Anne filled a kettle and plunked it on the stove. “We moved here from Chicago.”
“Really?” Heather burst out. The farthest she had ever been from Carp was Albany. Once on a school trip, and once when her mom had a court date because she’d been driving with a suspended license. “What’s Chicago like?”
“Cold,” Anne said. “Freeze your balls off ten months out of the year. But the other two are pure joy.”
Heather didn’t respond. Anne didn’t seem like the type who would say balls, and Heather liked her a little better for it.
“Larry and I worked in ad sales. We swore we’d make a change someday.” Anne shrugged. “Then he died, and I did.”
Once again, Heather didn’t say anything. She wanted to ask how Larry had died, and when, but didn’t know if it was appropriate. She didn’t want Anne to think she was obsessed with death or something.
When the water had boiled, Anne filled her mug and then directed Heather back through the door they had come. It was funny, walking across the yard with Anne, while the steam rose from her tea and mingled with the soft mist of morning. Heather felt like she was in a movie about a farm somewhere far away.
They rounded the corner of the house, and the dogs began to bark again.
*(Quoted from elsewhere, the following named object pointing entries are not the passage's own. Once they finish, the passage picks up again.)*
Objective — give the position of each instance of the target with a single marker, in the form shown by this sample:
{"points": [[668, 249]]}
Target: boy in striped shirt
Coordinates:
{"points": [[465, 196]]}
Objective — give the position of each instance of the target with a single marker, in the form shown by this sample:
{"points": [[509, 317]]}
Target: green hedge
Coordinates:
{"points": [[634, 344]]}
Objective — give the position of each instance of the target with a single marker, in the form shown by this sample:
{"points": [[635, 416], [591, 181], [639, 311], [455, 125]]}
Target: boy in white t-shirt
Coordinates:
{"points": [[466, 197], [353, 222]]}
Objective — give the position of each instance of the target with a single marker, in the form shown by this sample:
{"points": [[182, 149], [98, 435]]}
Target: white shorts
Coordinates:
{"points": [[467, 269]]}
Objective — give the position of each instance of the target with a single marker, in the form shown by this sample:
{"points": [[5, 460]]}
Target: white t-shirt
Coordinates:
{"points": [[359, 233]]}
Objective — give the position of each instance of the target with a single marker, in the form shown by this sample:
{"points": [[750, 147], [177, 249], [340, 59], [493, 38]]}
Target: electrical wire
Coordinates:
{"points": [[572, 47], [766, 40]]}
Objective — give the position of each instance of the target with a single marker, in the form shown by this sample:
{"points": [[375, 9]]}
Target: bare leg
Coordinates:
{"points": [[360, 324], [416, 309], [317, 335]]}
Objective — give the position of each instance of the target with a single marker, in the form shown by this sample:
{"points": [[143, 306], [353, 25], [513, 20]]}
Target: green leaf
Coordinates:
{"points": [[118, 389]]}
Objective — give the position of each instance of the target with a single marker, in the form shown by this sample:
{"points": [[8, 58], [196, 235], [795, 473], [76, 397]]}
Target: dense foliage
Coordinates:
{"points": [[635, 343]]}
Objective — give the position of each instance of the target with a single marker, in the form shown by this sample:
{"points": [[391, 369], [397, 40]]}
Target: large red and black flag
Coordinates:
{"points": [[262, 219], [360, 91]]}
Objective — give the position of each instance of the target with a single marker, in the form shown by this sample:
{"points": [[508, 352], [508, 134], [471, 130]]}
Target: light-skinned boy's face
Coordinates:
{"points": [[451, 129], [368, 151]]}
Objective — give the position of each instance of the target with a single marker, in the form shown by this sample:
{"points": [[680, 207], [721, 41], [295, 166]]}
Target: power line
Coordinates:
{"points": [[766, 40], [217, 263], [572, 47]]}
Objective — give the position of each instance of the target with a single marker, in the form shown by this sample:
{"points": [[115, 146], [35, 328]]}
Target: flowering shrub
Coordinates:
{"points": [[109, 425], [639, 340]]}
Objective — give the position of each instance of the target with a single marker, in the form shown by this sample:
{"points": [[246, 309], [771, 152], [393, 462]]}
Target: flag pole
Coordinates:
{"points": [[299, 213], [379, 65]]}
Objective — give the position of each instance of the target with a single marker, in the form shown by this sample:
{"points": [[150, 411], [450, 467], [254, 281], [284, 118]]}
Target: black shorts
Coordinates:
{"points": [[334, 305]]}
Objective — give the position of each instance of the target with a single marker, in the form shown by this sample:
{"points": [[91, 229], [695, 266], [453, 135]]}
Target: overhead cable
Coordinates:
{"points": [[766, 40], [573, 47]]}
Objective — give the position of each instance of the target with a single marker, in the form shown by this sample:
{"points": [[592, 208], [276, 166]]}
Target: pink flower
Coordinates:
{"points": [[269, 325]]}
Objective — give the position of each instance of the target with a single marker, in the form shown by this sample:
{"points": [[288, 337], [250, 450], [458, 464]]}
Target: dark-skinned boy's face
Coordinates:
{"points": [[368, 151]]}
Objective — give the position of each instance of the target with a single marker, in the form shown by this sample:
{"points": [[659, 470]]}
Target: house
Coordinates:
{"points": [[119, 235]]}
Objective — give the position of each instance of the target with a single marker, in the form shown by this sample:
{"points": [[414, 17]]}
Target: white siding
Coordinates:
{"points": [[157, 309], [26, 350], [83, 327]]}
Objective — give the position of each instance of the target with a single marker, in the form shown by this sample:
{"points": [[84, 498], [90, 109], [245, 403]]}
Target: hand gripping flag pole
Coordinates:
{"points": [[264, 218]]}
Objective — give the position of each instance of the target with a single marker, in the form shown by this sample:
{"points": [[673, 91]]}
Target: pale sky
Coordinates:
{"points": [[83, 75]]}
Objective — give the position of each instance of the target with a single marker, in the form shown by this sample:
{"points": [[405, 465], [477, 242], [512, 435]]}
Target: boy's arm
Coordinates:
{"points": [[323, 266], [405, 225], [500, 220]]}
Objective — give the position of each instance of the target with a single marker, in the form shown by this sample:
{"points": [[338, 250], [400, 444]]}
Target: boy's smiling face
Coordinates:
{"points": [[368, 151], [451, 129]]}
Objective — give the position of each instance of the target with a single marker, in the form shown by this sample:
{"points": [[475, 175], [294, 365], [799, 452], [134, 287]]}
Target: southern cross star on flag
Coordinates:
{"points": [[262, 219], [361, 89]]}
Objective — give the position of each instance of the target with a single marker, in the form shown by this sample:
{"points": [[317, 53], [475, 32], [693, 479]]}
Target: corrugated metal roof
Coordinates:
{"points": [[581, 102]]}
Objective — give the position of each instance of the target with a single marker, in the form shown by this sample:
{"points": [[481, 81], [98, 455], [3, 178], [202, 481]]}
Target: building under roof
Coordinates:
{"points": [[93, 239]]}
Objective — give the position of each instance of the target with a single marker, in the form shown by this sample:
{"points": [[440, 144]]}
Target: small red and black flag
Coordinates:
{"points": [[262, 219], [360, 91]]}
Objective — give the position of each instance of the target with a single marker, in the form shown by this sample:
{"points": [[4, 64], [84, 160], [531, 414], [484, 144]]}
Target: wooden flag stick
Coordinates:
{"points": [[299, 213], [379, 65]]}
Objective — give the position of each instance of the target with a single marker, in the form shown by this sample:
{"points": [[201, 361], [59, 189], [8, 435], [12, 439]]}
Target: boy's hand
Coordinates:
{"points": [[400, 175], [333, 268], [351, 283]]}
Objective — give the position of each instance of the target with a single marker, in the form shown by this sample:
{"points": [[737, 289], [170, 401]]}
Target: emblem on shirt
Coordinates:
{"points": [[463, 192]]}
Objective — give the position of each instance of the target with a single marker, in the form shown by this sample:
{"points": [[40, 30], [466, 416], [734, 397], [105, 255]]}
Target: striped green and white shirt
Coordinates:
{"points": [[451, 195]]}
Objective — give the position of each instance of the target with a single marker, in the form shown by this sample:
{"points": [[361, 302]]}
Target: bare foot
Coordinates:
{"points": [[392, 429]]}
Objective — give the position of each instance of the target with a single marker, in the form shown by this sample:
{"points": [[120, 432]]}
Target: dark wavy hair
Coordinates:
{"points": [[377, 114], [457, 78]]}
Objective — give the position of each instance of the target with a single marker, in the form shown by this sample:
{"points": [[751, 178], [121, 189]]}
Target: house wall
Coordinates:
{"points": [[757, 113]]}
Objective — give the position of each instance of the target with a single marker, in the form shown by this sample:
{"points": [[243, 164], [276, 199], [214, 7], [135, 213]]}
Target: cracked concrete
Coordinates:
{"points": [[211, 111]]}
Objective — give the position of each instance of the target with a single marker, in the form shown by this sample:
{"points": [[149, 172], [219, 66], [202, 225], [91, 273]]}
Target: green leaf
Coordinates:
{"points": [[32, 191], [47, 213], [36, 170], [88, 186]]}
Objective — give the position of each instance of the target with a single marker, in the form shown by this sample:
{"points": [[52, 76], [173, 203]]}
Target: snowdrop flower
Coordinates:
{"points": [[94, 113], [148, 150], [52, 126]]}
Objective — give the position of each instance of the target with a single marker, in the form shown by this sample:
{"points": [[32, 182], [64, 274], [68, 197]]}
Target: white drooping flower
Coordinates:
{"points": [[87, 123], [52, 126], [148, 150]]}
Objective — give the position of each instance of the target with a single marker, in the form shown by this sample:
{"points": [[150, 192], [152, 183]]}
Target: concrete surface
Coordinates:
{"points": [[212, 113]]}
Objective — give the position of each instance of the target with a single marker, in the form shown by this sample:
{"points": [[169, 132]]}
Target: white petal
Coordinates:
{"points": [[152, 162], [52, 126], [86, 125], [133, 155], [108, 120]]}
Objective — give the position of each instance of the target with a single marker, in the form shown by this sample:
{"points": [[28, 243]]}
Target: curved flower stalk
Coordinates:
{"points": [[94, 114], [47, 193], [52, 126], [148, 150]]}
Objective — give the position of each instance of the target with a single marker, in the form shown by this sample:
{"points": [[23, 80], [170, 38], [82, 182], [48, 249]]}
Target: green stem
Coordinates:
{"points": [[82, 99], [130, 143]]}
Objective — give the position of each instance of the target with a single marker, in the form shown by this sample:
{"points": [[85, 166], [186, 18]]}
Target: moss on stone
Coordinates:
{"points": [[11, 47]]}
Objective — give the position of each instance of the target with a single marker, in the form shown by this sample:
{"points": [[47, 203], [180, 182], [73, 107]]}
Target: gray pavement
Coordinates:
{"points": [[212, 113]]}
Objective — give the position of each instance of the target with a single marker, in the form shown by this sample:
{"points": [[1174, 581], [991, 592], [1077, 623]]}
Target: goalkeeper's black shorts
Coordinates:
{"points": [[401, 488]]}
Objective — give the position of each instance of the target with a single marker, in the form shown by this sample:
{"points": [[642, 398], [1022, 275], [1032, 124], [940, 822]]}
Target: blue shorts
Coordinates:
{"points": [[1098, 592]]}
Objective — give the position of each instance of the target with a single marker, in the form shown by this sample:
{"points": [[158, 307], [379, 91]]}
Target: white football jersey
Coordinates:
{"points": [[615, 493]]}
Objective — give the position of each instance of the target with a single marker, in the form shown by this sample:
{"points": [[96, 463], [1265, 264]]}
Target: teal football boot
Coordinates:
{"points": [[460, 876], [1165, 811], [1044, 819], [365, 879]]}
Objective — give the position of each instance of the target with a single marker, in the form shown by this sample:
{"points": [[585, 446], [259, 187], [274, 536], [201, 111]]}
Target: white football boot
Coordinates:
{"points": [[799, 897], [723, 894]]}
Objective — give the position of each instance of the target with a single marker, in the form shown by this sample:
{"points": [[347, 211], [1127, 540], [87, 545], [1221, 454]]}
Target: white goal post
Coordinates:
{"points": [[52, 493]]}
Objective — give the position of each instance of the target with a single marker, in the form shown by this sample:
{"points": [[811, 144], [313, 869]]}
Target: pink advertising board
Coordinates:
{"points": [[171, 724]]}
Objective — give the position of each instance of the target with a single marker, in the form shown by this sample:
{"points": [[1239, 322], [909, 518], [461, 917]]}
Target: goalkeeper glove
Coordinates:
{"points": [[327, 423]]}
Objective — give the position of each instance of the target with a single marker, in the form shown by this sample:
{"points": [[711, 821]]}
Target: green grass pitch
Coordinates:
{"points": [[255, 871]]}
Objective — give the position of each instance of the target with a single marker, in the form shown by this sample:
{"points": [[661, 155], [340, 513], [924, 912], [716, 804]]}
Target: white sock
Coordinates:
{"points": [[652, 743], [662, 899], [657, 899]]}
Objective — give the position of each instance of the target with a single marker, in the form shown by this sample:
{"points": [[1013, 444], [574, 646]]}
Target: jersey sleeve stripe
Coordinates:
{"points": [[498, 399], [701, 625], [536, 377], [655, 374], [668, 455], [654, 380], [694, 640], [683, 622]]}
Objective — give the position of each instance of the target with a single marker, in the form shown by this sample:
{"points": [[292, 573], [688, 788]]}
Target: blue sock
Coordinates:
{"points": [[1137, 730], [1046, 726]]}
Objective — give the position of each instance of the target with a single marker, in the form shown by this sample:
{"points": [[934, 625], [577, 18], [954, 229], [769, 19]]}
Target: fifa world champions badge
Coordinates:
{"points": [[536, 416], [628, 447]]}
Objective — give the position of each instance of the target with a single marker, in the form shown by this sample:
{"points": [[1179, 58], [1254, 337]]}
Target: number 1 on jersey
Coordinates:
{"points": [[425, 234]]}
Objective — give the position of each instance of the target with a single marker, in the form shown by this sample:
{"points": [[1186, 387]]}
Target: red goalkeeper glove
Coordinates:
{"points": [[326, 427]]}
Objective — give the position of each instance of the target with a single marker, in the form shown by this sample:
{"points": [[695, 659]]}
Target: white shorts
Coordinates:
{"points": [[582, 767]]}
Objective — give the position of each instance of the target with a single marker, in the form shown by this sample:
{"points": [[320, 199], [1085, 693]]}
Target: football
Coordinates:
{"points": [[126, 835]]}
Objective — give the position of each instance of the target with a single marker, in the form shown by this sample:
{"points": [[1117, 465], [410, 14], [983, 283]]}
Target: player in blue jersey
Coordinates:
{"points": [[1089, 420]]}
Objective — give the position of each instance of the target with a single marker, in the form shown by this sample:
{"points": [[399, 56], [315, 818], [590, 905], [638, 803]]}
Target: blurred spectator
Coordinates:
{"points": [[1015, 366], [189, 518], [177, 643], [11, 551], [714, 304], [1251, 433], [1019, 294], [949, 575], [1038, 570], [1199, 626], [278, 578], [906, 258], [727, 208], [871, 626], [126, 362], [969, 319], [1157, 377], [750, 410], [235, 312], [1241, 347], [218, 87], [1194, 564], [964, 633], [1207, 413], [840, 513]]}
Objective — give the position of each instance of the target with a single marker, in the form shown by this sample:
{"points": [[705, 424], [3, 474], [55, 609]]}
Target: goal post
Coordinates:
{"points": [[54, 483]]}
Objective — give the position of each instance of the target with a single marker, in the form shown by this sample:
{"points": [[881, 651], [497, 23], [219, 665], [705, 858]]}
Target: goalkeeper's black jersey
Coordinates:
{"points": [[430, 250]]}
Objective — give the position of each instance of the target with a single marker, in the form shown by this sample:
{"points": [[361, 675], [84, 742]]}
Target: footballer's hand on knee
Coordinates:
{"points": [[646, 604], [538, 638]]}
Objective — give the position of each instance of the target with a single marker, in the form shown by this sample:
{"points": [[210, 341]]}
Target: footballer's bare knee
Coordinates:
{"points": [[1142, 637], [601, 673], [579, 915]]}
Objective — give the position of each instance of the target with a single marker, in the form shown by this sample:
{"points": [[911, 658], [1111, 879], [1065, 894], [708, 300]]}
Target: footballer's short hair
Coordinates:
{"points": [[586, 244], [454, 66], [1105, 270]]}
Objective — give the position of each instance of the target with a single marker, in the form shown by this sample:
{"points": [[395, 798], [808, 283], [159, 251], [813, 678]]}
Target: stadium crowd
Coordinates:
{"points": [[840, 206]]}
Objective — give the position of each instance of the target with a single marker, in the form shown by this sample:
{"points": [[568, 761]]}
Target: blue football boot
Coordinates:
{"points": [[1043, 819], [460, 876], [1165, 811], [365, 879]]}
“Shut it!” Anne said, but good-naturedly. They didn’t listen. She kept up a nonstop stream of conversation as they walked. “This one’s the feed shed”—this, as she unlocked one of the small, whitewashed sheds, pushing it open with one hand—“I try to keep everything organized so I don’t end up throwing grain to the dogs and trying to force kibble on a chick. Remember to turn off the lights before you lock up. I don’t even want to tell you what my electricity bills are like.
“This is where the shovels and rakes go”—they were at another shed—“buckets, horseshoes, any kind of crap you find lying around that doesn’t seem to fit anywhere else. Got it? Am I going too fast?”
Heather shook her head, and then, realizing Anne wasn’t looking at her, said, “No.”
She realized she wasn’t nervous anymore. She liked the feel of the sun on her shoulders and the smell of dark, wet ground everywhere. Probably some of what she was smelling was animal shit, but it actually didn’t smell that bad—just like growth and newness.
Anne showed her the stables, where two horses stood quietly in the half dark, like sentinels guarding something precious. Heather had never been so close to a horse before, and she laughed out loud when Anne gave her a carrot and instructed her to feed it to the black one, Lady Belle, and Heather felt its soft, leathery muzzle and the gentle pressure of its teeth.
“They were race horses. Both injured. Saved ’em from being shot,” Anne said as they left the stables.
“Shot?” Heather repeated.
Anne nodded. For the first time, she looked angry. “That’s what happens when they’re no good for running anymore. Owner takes a shotgun to their head.”
Anne had saved all the animals from one gruesome fate or another: the dogs and horses from death, the chickens and roosters from various diseases, when no one else had cared enough to spend the money to nurse them. There were turkeys she had saved from slaughter, cats she had rescued from the street in Hudson, and even an enormous potbellied pig named Tinkerbell, which had once been an unwanted runt. Heather couldn’t imagine that it had ever been the runt of anything.